Na cerimónia de entrega do prémio, esteve o presidente da Comissão Jean-Claude Juncker, o presidente do Parlamento Europeu, Martin Schulz, o presidente do Conselho, Donald Tusk, e ainda a Chanceler alemã Angela Merkel.

O problema turco

Na quarta-feira, a Comissão Europeia propôs a isenção de vistos para cidadãos turcos, uma medida prevista já no acordo assinado entre a União Europeia e a Turquia sobre a gestão da crise migratória.

A proposta tem agora de ser aprovada pelos Estados-membros e pelo Parlamento Europeu. A Comissão quer ainda aplicar multas aos países que não cumpram com as quotas de refugiados.

Krugman deixa avisos na passagem por Lisboa

Esta semana, Paul Krugman esteve em Lisboa. Entrevistado pela Renascença, o Nobel da Economia em 2008 considerou que Portugal ainda está numa situação “terrível”, mas melhor do que há alguns anos.
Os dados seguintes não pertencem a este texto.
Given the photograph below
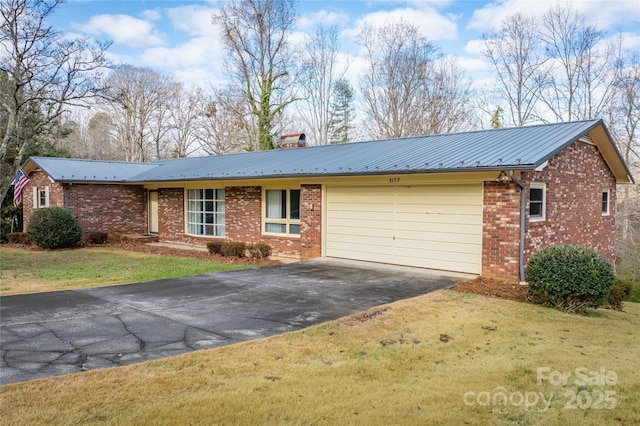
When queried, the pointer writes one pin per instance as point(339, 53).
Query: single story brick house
point(474, 202)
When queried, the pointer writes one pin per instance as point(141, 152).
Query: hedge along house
point(475, 202)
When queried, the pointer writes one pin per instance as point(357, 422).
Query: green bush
point(54, 227)
point(233, 249)
point(98, 237)
point(570, 278)
point(260, 250)
point(620, 290)
point(215, 247)
point(18, 238)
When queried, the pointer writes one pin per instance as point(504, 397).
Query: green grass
point(26, 271)
point(634, 296)
point(381, 367)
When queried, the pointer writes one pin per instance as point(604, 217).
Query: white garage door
point(438, 227)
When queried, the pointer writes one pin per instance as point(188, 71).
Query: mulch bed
point(494, 288)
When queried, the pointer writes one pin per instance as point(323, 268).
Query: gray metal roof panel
point(513, 148)
point(78, 170)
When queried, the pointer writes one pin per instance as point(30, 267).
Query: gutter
point(522, 213)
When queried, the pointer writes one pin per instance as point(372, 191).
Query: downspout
point(67, 196)
point(522, 223)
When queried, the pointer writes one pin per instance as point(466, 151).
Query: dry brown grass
point(387, 366)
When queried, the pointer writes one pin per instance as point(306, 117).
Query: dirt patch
point(494, 288)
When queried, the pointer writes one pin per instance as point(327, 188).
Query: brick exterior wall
point(243, 221)
point(501, 230)
point(116, 209)
point(574, 181)
point(40, 180)
point(243, 213)
point(171, 215)
point(310, 221)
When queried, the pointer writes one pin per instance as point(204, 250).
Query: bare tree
point(41, 72)
point(255, 33)
point(400, 65)
point(219, 127)
point(184, 116)
point(318, 76)
point(580, 84)
point(624, 123)
point(448, 95)
point(138, 100)
point(515, 51)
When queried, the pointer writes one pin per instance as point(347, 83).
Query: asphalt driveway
point(50, 334)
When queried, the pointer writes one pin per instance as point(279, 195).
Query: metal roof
point(76, 170)
point(519, 148)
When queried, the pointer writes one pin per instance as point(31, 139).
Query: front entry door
point(153, 212)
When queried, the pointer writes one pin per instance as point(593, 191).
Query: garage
point(426, 226)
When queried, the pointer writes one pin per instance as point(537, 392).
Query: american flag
point(20, 182)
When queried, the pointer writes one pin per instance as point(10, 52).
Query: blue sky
point(178, 37)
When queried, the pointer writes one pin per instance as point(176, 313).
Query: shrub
point(54, 227)
point(620, 290)
point(260, 250)
point(233, 249)
point(98, 237)
point(18, 238)
point(215, 247)
point(571, 278)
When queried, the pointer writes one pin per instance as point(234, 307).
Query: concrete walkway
point(50, 334)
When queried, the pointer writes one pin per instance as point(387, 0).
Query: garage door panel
point(353, 237)
point(363, 207)
point(466, 244)
point(439, 219)
point(448, 228)
point(436, 227)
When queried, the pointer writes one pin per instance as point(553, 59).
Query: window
point(205, 212)
point(40, 197)
point(282, 211)
point(606, 194)
point(537, 202)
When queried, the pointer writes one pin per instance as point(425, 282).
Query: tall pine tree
point(343, 112)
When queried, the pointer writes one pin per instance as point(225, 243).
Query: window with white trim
point(40, 197)
point(537, 202)
point(205, 212)
point(281, 211)
point(606, 201)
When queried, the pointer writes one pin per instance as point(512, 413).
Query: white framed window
point(606, 202)
point(281, 212)
point(40, 197)
point(537, 202)
point(205, 212)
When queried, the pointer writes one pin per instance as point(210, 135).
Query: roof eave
point(496, 168)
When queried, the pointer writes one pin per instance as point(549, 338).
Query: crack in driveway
point(56, 333)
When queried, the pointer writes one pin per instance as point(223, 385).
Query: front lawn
point(444, 358)
point(31, 271)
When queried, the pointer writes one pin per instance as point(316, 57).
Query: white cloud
point(429, 22)
point(308, 23)
point(603, 14)
point(196, 51)
point(194, 20)
point(122, 29)
point(151, 15)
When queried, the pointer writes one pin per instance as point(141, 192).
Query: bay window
point(205, 212)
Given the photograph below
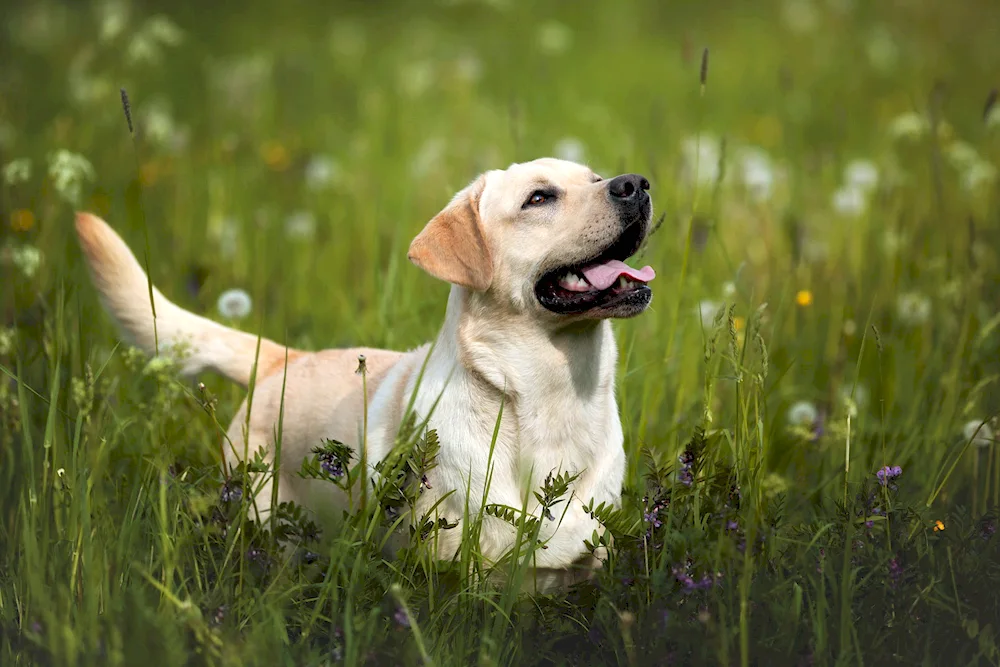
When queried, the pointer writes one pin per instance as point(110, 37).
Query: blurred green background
point(839, 164)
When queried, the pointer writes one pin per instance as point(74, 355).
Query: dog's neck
point(524, 359)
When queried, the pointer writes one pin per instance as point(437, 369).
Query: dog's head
point(548, 236)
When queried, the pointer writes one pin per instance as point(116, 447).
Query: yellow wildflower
point(275, 156)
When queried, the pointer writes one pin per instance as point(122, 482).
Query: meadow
point(810, 404)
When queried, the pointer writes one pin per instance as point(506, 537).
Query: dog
point(534, 255)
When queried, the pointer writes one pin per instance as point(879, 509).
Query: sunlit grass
point(825, 309)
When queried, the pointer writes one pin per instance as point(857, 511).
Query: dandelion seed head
point(803, 413)
point(701, 153)
point(757, 172)
point(913, 308)
point(909, 126)
point(707, 310)
point(321, 172)
point(301, 225)
point(235, 304)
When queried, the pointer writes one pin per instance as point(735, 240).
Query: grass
point(295, 153)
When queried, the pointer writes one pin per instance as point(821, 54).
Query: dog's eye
point(538, 197)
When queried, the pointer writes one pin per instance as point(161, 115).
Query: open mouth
point(604, 284)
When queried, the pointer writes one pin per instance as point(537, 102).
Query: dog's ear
point(452, 246)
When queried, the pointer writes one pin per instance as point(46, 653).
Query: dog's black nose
point(628, 186)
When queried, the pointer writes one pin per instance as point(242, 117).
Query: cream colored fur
point(554, 374)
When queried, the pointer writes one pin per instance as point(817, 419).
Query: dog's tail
point(197, 343)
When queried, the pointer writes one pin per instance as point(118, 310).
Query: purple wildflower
point(685, 474)
point(688, 583)
point(895, 572)
point(329, 464)
point(219, 615)
point(888, 473)
point(231, 492)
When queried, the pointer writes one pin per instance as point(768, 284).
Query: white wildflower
point(913, 308)
point(416, 77)
point(235, 304)
point(850, 201)
point(862, 174)
point(701, 153)
point(321, 172)
point(554, 37)
point(17, 171)
point(801, 16)
point(146, 45)
point(757, 173)
point(300, 225)
point(240, 82)
point(570, 149)
point(707, 311)
point(909, 125)
point(979, 433)
point(802, 413)
point(68, 172)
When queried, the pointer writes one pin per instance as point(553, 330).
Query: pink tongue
point(603, 276)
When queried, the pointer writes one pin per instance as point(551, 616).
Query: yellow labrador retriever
point(535, 257)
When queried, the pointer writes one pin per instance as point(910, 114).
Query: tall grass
point(811, 327)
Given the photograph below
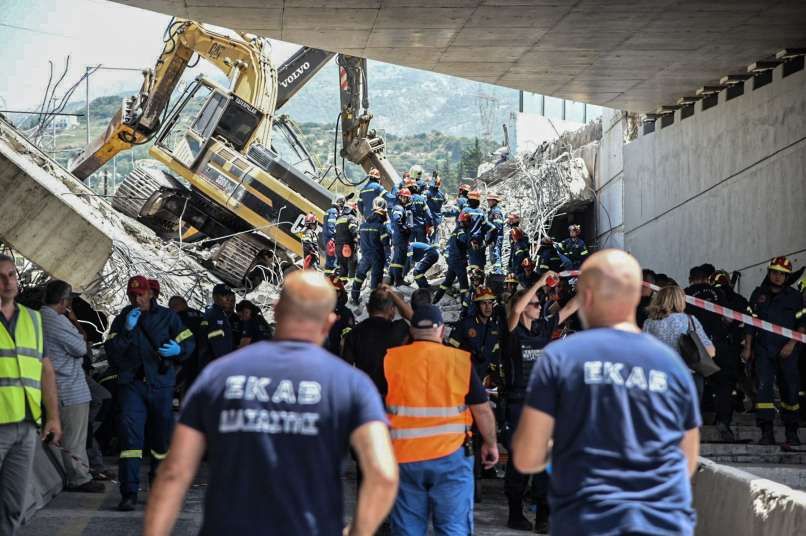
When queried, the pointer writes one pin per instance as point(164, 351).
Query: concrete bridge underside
point(626, 54)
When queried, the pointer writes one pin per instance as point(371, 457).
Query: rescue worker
point(481, 231)
point(458, 244)
point(375, 251)
point(329, 233)
point(727, 339)
point(422, 256)
point(774, 355)
point(145, 343)
point(548, 258)
point(479, 335)
point(29, 382)
point(435, 200)
point(371, 190)
point(345, 320)
point(527, 333)
point(433, 398)
point(518, 250)
point(573, 250)
point(528, 273)
point(345, 240)
point(193, 319)
point(310, 243)
point(422, 220)
point(217, 326)
point(401, 222)
point(155, 288)
point(496, 217)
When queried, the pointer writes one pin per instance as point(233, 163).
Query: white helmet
point(416, 171)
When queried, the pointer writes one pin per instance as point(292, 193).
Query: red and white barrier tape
point(727, 313)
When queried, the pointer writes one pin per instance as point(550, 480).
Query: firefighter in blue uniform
point(400, 222)
point(371, 190)
point(422, 256)
point(774, 355)
point(145, 343)
point(460, 203)
point(435, 199)
point(496, 217)
point(573, 250)
point(374, 243)
point(329, 233)
point(345, 241)
point(218, 328)
point(458, 244)
point(548, 258)
point(482, 232)
point(422, 221)
point(518, 246)
point(478, 334)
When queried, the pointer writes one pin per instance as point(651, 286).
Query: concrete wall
point(732, 501)
point(726, 185)
point(609, 181)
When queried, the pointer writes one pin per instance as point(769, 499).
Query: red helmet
point(337, 283)
point(780, 264)
point(484, 294)
point(138, 284)
point(154, 285)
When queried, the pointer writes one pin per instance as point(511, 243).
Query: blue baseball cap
point(426, 317)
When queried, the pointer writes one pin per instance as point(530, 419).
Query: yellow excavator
point(234, 177)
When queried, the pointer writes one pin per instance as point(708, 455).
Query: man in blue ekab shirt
point(621, 409)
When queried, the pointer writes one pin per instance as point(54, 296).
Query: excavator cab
point(207, 111)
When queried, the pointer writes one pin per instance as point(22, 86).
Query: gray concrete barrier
point(734, 502)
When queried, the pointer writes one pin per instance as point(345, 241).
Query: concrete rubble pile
point(76, 235)
point(557, 177)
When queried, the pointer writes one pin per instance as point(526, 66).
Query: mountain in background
point(407, 101)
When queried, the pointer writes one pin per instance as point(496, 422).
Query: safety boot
point(792, 438)
point(542, 518)
point(767, 435)
point(725, 433)
point(516, 519)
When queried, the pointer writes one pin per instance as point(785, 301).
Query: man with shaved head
point(614, 413)
point(276, 419)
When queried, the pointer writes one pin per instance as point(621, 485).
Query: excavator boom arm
point(244, 59)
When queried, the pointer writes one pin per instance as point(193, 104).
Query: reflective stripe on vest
point(21, 368)
point(428, 383)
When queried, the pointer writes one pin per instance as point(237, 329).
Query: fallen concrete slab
point(731, 501)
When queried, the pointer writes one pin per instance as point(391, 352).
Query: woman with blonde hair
point(668, 321)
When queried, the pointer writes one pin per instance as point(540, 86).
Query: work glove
point(170, 349)
point(132, 318)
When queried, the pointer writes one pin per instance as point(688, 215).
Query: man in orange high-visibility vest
point(434, 396)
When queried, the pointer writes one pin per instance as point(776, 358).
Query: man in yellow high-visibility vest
point(27, 380)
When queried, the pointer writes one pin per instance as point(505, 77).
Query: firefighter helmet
point(484, 294)
point(780, 264)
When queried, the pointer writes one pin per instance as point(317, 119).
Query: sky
point(91, 32)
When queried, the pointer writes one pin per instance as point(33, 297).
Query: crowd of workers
point(275, 419)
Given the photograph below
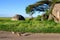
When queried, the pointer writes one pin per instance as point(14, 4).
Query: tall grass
point(30, 26)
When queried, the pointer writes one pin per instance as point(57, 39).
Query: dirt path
point(36, 36)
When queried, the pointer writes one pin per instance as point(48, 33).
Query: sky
point(9, 8)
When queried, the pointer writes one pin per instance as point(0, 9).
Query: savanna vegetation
point(36, 25)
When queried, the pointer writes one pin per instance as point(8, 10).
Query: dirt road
point(34, 36)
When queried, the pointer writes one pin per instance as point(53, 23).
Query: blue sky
point(9, 8)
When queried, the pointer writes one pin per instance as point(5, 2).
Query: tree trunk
point(50, 11)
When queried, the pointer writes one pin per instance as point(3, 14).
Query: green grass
point(29, 26)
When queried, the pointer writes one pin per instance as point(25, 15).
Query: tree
point(38, 6)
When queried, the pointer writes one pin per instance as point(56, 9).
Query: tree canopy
point(39, 6)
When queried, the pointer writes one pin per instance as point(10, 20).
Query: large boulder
point(18, 17)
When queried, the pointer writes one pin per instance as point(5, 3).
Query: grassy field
point(29, 26)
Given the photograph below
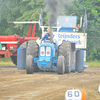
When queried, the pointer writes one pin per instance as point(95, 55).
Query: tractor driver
point(47, 35)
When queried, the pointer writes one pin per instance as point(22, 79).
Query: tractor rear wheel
point(60, 65)
point(14, 58)
point(29, 64)
point(32, 49)
point(65, 50)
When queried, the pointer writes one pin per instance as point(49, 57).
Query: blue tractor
point(60, 56)
point(49, 56)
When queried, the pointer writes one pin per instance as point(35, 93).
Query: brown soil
point(17, 85)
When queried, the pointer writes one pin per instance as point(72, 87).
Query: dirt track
point(17, 85)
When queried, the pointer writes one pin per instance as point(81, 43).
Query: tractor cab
point(64, 55)
point(47, 54)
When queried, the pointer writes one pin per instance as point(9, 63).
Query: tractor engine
point(47, 55)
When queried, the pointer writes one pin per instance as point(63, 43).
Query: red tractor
point(11, 43)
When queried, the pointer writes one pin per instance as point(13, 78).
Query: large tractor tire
point(60, 65)
point(32, 49)
point(29, 64)
point(14, 58)
point(65, 50)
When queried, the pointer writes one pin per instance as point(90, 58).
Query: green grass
point(94, 64)
point(6, 62)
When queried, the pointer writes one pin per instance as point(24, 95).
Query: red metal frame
point(12, 41)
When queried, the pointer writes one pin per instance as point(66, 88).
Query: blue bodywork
point(50, 62)
point(47, 61)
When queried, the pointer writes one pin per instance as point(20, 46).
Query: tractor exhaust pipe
point(50, 34)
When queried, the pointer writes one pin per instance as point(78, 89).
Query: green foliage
point(29, 10)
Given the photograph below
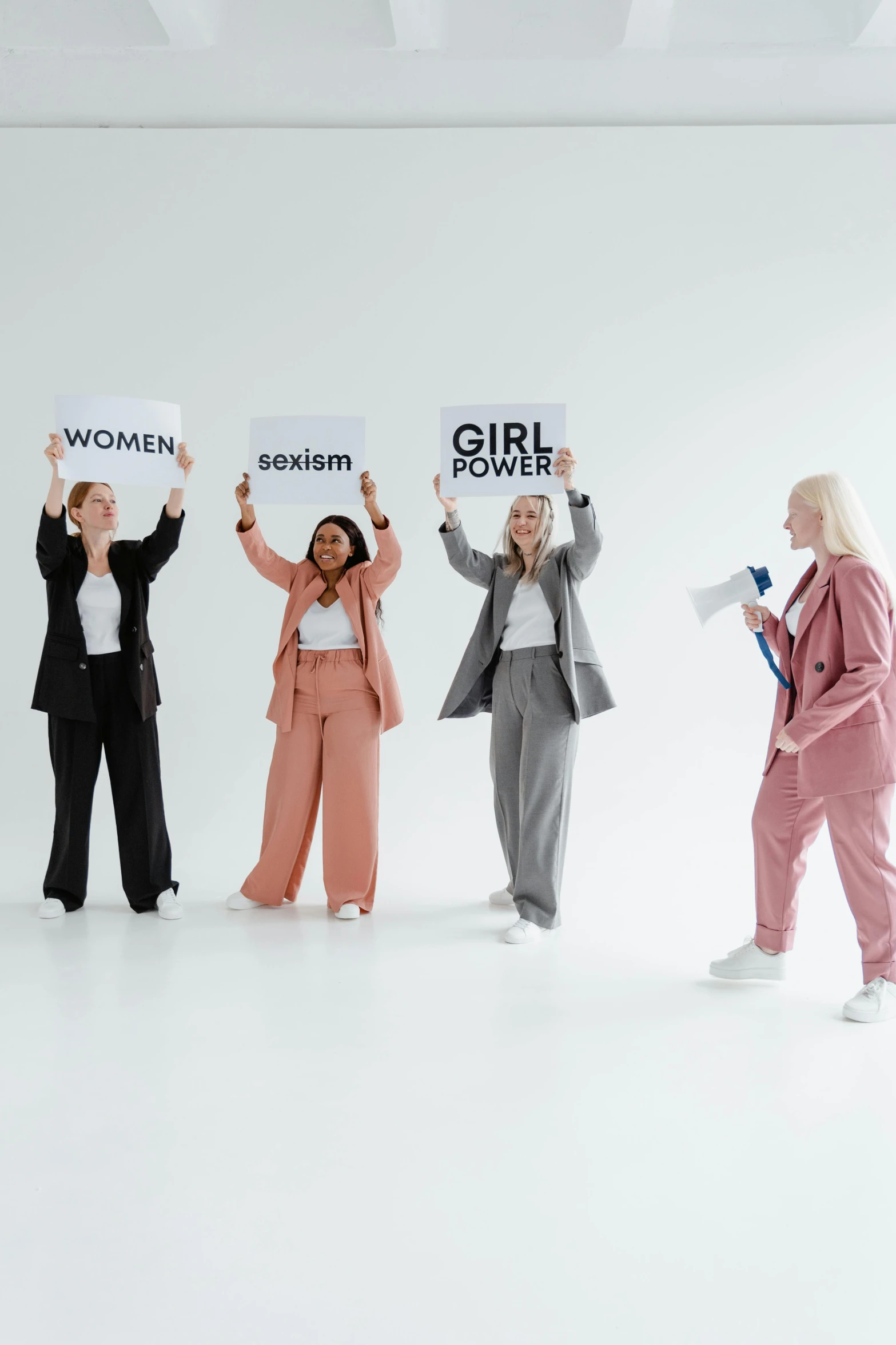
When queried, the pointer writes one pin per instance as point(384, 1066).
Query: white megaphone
point(744, 587)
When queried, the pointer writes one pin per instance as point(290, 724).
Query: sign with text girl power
point(501, 450)
point(118, 439)
point(305, 459)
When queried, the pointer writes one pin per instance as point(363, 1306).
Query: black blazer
point(63, 679)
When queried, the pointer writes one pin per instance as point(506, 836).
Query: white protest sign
point(118, 439)
point(305, 459)
point(501, 450)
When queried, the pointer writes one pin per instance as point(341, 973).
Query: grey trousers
point(533, 744)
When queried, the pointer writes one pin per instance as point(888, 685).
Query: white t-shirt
point(327, 629)
point(100, 611)
point(791, 616)
point(529, 619)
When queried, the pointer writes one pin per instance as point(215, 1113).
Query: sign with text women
point(120, 440)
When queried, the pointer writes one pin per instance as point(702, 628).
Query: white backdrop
point(714, 305)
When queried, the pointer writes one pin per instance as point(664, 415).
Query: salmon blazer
point(841, 709)
point(359, 589)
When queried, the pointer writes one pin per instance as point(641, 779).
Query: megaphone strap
point(770, 660)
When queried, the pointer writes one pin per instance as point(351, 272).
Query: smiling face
point(524, 523)
point(98, 509)
point(332, 548)
point(804, 522)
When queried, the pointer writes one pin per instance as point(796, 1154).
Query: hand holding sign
point(564, 466)
point(246, 510)
point(368, 491)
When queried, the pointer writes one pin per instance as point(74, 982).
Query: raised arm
point(53, 539)
point(269, 564)
point(587, 541)
point(160, 545)
point(386, 564)
point(476, 566)
point(175, 506)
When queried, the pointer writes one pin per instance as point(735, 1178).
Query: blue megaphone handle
point(760, 577)
point(768, 657)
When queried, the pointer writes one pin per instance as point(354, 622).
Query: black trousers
point(135, 775)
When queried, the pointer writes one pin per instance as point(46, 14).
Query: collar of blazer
point(814, 600)
point(120, 573)
point(308, 587)
point(505, 588)
point(117, 565)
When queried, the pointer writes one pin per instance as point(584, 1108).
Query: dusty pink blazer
point(844, 688)
point(359, 589)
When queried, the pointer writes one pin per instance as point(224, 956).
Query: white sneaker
point(237, 902)
point(503, 898)
point(750, 963)
point(875, 1002)
point(168, 906)
point(524, 931)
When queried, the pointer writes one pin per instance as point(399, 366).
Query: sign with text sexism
point(118, 439)
point(305, 459)
point(501, 450)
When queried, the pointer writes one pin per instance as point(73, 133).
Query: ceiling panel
point(302, 25)
point(768, 23)
point(79, 25)
point(571, 29)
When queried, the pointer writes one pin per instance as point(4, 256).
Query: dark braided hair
point(355, 539)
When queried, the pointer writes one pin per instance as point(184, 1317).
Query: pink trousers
point(333, 745)
point(783, 828)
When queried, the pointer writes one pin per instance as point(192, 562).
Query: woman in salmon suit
point(833, 743)
point(335, 693)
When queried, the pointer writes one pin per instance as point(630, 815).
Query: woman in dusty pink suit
point(335, 693)
point(832, 753)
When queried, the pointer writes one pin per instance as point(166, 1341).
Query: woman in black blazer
point(97, 684)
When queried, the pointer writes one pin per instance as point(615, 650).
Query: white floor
point(274, 1126)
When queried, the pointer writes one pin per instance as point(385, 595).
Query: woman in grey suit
point(531, 662)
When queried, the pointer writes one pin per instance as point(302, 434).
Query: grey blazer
point(559, 580)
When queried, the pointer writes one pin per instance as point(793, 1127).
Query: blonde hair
point(78, 494)
point(513, 562)
point(847, 527)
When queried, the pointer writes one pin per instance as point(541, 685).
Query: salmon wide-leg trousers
point(333, 745)
point(783, 828)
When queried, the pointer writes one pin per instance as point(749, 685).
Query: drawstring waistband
point(316, 658)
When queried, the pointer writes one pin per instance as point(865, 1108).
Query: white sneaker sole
point(858, 1016)
point(744, 973)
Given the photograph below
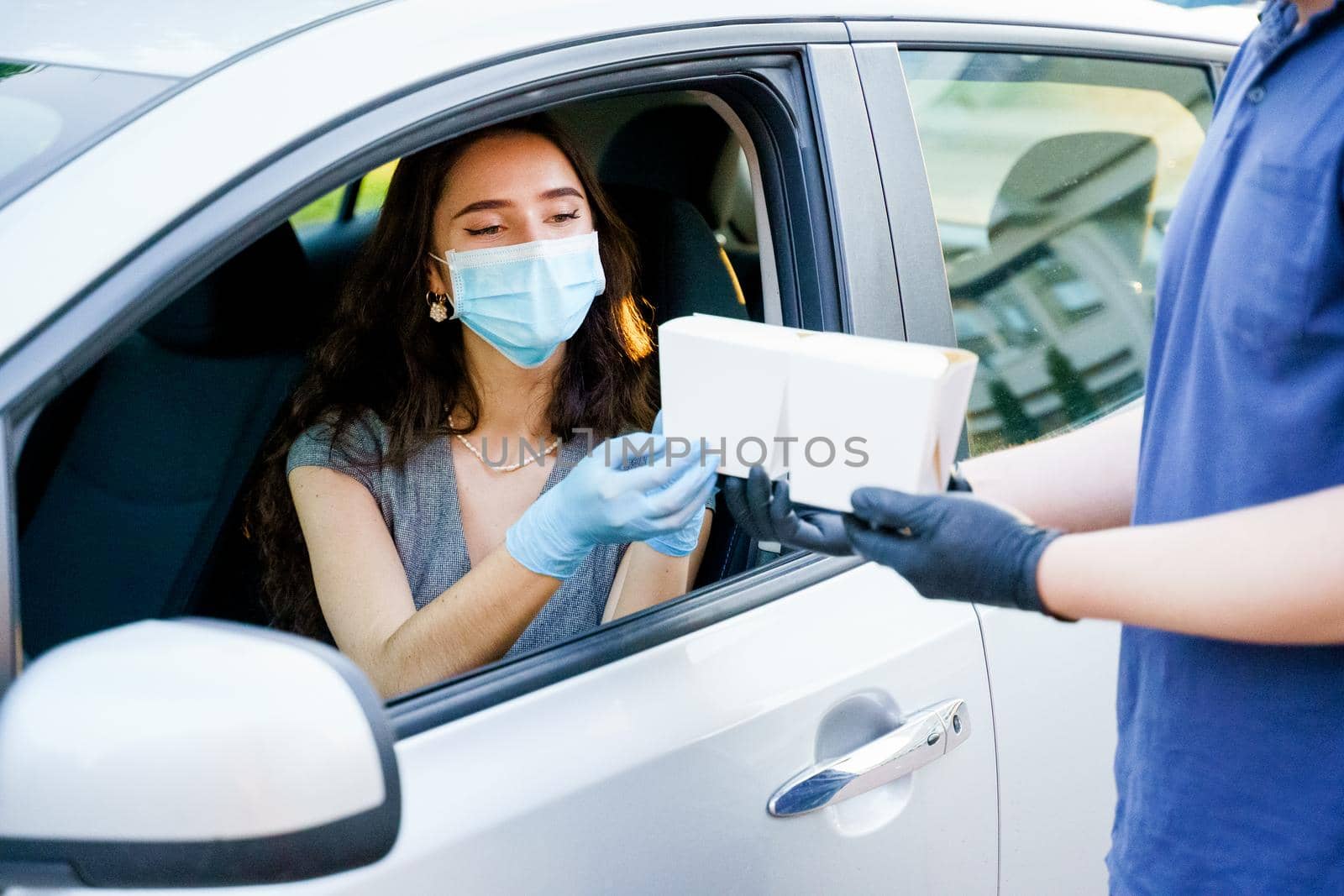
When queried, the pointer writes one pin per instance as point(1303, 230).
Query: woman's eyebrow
point(484, 204)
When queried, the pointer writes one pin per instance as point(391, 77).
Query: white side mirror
point(192, 752)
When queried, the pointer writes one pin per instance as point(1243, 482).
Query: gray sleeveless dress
point(421, 510)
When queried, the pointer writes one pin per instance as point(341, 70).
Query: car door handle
point(924, 736)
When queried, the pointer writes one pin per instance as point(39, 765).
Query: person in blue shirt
point(1230, 582)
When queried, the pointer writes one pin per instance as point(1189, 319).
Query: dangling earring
point(437, 307)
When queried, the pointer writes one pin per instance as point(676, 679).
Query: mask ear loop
point(449, 298)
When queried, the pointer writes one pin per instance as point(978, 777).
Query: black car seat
point(167, 427)
point(674, 149)
point(680, 270)
point(682, 273)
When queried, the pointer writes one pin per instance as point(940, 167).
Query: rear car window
point(50, 113)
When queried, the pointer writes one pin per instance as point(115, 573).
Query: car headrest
point(1061, 181)
point(260, 300)
point(682, 268)
point(671, 148)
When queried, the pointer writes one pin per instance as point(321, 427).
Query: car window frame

Krugman diz que há “alguma folga orçamental” para aliviar a austeridade, mas sublinha que uma mudança real só poderá acontecer por vontade da Alemanha e da França.

Krugman diz que a economia está “diabética”, ligada aos estímulos monetários do Banco Central Europeu, e acredita que a Comissão Europeia não vai sancionar Portugal por causa de algumas décimas de derrapagem nas metas do défice.

Paul Krugman considera ainda que Portugal “pode ter menos austeridade”.

Jovens põem Europa no Espaço

Nesta edição conhecemos, ainda, um projecto de 3 alunos da Covilhã, da Escola Secundária Quinta da Palmeira. Eles descobriram que “não há estrelas verdes” e isso valeu-lhes a passagem às meias-finais de um concurso da Agência Espacial Europeia.

A meia final decorre na próxima semana, entre os dias 10 e 13, em Madrid, onde os alunos da Covilhã vão apresentar o seu projecto, que lhes valeu um 18, a melhor nota a nível nacional neste concurso.